I did find some empathy with your assessment of the Quality concept, which I
hope Platt had an opportunity to see:

> I think the cleavage of reality into Chaos and Order is really
> what the MoQ is all about. ...I see it as the fundamental
> ontology of the MoQ. Quality is the preception of harmony.
> It is where things are right, when the motorcycle is tuned and
> purring, when people see that the putting together a barbeque
> grill is really sculpture, when the sophist lays down with the
> dialectician. All this happens with opposing forces are in
> balance. We call it Quality.

Your recent response to Platt's question concerning "evolution moving to
betterness" is to my mind the solitary voice of reason on this issue.

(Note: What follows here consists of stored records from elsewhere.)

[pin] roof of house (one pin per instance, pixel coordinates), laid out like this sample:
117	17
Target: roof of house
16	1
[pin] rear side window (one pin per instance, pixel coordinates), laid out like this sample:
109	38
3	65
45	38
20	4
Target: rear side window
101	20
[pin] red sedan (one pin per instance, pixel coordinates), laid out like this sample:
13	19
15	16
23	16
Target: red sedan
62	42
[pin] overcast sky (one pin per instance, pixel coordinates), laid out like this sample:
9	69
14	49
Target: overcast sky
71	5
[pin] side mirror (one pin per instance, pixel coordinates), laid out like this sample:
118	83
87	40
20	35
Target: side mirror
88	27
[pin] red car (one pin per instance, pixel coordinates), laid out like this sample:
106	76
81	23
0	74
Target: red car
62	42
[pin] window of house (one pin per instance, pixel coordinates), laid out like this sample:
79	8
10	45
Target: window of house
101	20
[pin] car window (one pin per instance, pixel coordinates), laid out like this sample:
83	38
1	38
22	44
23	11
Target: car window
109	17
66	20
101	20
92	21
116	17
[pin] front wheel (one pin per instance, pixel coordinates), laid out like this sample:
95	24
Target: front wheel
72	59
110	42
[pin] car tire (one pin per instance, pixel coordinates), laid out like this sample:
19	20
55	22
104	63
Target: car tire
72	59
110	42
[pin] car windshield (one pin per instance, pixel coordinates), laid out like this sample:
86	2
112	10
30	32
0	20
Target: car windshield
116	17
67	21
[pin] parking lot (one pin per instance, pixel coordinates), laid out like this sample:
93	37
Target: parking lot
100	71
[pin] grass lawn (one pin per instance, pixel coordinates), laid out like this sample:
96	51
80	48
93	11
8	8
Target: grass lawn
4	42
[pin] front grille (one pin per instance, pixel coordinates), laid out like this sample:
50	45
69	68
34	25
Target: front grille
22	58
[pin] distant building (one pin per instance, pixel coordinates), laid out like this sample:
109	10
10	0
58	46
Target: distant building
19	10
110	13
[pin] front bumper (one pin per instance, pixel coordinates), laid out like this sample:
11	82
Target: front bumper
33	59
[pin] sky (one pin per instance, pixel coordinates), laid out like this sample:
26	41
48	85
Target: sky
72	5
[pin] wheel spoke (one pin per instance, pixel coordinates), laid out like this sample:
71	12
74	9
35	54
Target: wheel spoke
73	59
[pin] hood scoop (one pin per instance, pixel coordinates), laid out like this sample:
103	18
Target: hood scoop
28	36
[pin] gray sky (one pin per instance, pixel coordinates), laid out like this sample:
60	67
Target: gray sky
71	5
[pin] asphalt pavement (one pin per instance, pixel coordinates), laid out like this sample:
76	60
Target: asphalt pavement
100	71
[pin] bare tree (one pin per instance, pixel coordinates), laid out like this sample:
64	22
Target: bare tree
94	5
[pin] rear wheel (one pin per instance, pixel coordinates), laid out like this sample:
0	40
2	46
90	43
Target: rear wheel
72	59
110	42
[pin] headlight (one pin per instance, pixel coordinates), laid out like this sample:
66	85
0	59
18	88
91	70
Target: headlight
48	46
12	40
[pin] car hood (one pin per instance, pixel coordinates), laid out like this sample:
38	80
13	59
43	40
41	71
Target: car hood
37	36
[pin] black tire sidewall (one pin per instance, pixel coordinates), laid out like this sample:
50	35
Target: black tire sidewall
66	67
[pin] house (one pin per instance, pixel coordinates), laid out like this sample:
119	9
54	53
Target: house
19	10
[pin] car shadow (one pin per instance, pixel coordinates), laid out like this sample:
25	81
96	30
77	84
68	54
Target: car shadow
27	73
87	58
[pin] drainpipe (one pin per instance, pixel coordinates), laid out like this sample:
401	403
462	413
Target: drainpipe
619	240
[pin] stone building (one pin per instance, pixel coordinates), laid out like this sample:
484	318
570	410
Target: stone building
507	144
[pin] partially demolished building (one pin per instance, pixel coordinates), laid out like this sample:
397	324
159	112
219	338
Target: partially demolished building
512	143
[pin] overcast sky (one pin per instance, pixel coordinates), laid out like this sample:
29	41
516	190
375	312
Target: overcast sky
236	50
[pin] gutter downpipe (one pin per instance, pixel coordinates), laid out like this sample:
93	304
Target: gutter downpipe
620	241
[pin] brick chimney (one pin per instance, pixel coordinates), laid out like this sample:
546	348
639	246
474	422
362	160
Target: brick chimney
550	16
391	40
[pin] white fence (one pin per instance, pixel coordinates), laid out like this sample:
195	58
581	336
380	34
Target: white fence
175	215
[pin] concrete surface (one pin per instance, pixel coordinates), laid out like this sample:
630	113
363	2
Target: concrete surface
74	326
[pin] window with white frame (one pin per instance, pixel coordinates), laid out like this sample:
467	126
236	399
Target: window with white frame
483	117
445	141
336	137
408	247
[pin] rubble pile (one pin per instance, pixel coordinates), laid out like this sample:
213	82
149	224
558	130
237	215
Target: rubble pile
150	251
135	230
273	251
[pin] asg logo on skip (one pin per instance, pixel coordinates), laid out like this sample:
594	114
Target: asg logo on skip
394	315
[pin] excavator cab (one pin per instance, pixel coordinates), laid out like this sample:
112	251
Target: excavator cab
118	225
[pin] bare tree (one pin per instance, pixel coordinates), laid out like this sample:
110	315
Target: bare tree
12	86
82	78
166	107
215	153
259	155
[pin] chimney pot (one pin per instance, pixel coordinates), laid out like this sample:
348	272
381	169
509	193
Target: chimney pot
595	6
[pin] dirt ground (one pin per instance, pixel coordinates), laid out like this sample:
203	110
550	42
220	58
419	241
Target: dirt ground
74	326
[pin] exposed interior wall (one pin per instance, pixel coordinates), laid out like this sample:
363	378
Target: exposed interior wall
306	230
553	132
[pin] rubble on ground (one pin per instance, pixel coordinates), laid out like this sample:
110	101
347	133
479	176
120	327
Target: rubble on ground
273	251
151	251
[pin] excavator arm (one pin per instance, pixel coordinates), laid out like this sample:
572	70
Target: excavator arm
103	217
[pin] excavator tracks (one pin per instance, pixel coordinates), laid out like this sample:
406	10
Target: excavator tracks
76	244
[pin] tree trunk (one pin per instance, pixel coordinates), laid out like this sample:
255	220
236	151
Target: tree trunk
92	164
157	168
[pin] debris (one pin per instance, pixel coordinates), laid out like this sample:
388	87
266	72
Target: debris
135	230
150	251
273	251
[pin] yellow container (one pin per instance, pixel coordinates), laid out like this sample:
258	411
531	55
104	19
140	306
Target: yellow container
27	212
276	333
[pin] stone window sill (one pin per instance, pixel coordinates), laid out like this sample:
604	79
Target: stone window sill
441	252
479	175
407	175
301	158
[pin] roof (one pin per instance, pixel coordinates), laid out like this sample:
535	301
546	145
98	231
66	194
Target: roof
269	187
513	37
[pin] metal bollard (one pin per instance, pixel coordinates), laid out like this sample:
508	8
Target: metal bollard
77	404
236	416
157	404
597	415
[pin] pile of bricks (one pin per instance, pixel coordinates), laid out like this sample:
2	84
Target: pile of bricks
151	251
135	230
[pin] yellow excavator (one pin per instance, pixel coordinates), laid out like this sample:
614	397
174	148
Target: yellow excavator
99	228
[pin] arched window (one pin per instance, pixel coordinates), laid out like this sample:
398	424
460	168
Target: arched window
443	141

> The notion of "betterness" has nothing to do with evolution.
> Evolution is a biological theory of how species and populations
> find balance in the environment. "Betterness" is a value judgement
> that you can make if it makes you feel "better" but it has no place
> in biology.

One reason that I found this interesting is that Platt seems to feel that
evolution has served its purpose because it only applies to the creation of
new species.  Since the era of Homo sapiens is but a dot on an evolutionary
chart, how could any single generation know if man himself is evolving?

But what really struck me was your conclusion: "Betterness" is a value
judgment that you can make if it makes you feel "better".  How true!  Why is
it that the Pirsigians can't see this?  Why do they insist on promoting the
doctrine that "betterness" is programmed into some extra-corporeal dimension
called Quality?  Perhaps a better question is: What would become of
"betterness" if there was no subjective awareness?

As a voice of reason -- for me, at least -- possibly you can explain why
proprietary awareness is anathema to the MoQers.

I'd be genuinely interested in your answer.